Pazar, Kasım 02, 2014

'Hemingway & Gellhorn' İçin Facebook Monologları


Önbilgi: Metinleri ben yazdım.
+
1.
Çok mavra bir film. Hemingway'in kara mizahı yapılmış ama hiç belli edilmemiş. Clive Owen ve Nicole Kidman döktürüyor. Daha da önemlisi, arada teklemişler ama o da görünmekte. Monica Belluci'den sonra, bu ikisinin de birlikte çok iyi 1 porno çevirebileceğini ve bunun da yönetmeninin muhakkak Trier olması gerektiğini düşündüm. İspanya İç Savaşı’nı, muhabirler, yazar ve fotocu olarak, seyrediyorlar, eh arada 1-2'si mevta oluyor. Stalin Troçkistler'i temizl(et)iyor, Troçkistler Stalinistler'i temizliyor (bakınız Ken Loach), sonra da onlardan biri Troçki'yi temizliyor (bu, bu filmde yok). Dedim ya, tam mavra: Aşk, seks, fuhuş, içki, ihanet, gırla. Senaryoda ara bir yol izlenmiş, bunu daha önceki filmleri izleyip de mi yaptılar merak ettim.
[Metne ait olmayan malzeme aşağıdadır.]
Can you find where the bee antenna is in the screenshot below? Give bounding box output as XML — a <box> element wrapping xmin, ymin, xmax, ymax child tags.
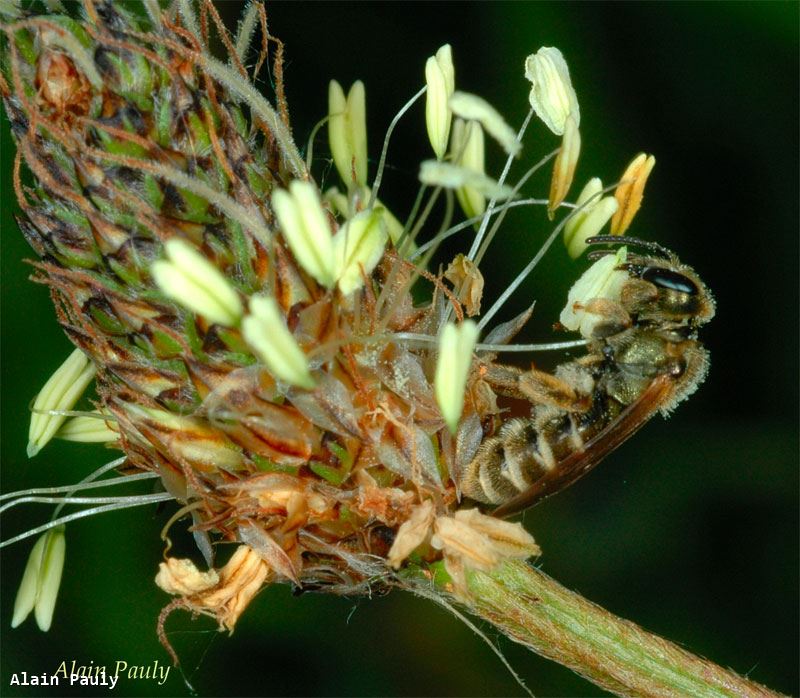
<box><xmin>586</xmin><ymin>249</ymin><xmax>616</xmax><ymax>262</ymax></box>
<box><xmin>586</xmin><ymin>235</ymin><xmax>672</xmax><ymax>258</ymax></box>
Tam bir HBO yapımı. Adamın karaciğerine karaciğerine çalışıyor.
+
2.
En yi pornoyu, Fassbinder'in çekeceğini düşünmüşümdür hep, Tarkovski bunu kıvıramazdı.
+
3.
Trier’in filmi olan 'Karanlıkta Dans'taki Björk oyunculuğunun, yüzünün tam da benzediği bir porno oyuncusunu anımsattığını yazdığım bir metin (‘Karanlıkta Ma’), taa yıllar önce, solcu bir dergide yayınlanmıştı da infial olmuştu.
+
4.
Porno çekmenin imkansız olduğunu düşünen biriyim ama bu yıl bir kadın bir filmde gerçekten sevişti. Ben hep bir pornoda her ikisinin de gerçekten sevişmesi gerektiğini savunmuşumdur. Bu metinler de yayınlanmıştır. Hanımlar, beni sapık sanmasın. Sapığımdır ama bu konuda değil en azından.
+
5.
Hemingway dizisinin, 58. ve 77. dakikalarında makinistlik parça var. Hanımlar orayı atlayabilir. Erkeklere birincisini özellikle öneririm. Nicole Abla'mda sıkı cesaret varmış veya Monica Belluci'nin 'Shoot Them Up'daki performansına özenmiş, yine Clive Abi ileki.
+

Ek bilgi: Kidman, Trier’ın bir filminde (Dogville) oynadı ve o filmde bir tecavüz sahnesi vardı. ‘Hemingway & Gellhorn’un 58. Dakikasındaki sevişme sahnesinin başı da, daha çok tecavüzü andırıyordu. Ayrıca Trier, bir erkek eşcinsel pornosu da çekmiş durumda. Kendisinin, Musevi babasının gerçek babası olmadığını öğrenince, mazlum rolünden mazlum-zalim kırması bir role geçen, karısının katolikliğinin ve eski İngiltere başbakanı Blair gibi, onun zoruyla katolikliğe geçmesinin, onu kırma-platonik bir gavatlığa sürüklediği türden, epeyi yamuk bir duygusallığı olduğunu hissediyorum ki bu değişik bir Dan sentimental faşizmidir ki bu da doğrudan Fassbinder’e gönderme taşır. Ancak; Trier’in yüzü feci fazla Brecht’e benzer (bir ara kendisinin onun oğlu olması gerektiğini bile hissetmişimdir, alaturka sentimental faşizm bakış açısıyla) ve Fassbinder de tüm giyimiyle (deri palto falan gibi), dandik bir Brecht taklidi gibidir ama Brecht de tüm yaşamını bir şeyleri taklit ederek / intihalleyerek geçirmiş gibidir. Tüm bu toplam panoramayı, sentimental faşizmin birkaç ülkedeki topolojik popüler kültür yoğrulmaları olarak yorumlayabiliriz. İspanya İç Savaşı ile ilgili tüm kurmaca sanat ürünleri de, bu sentimental faşizmlerin farklı kalediyoskopik yüzleridir yalnızca kanımızca (bu film, Koestler’in ‘İspanya Güncesi’, Ken Loach’un ‘Ülke ve Özgürlük’ü, vd).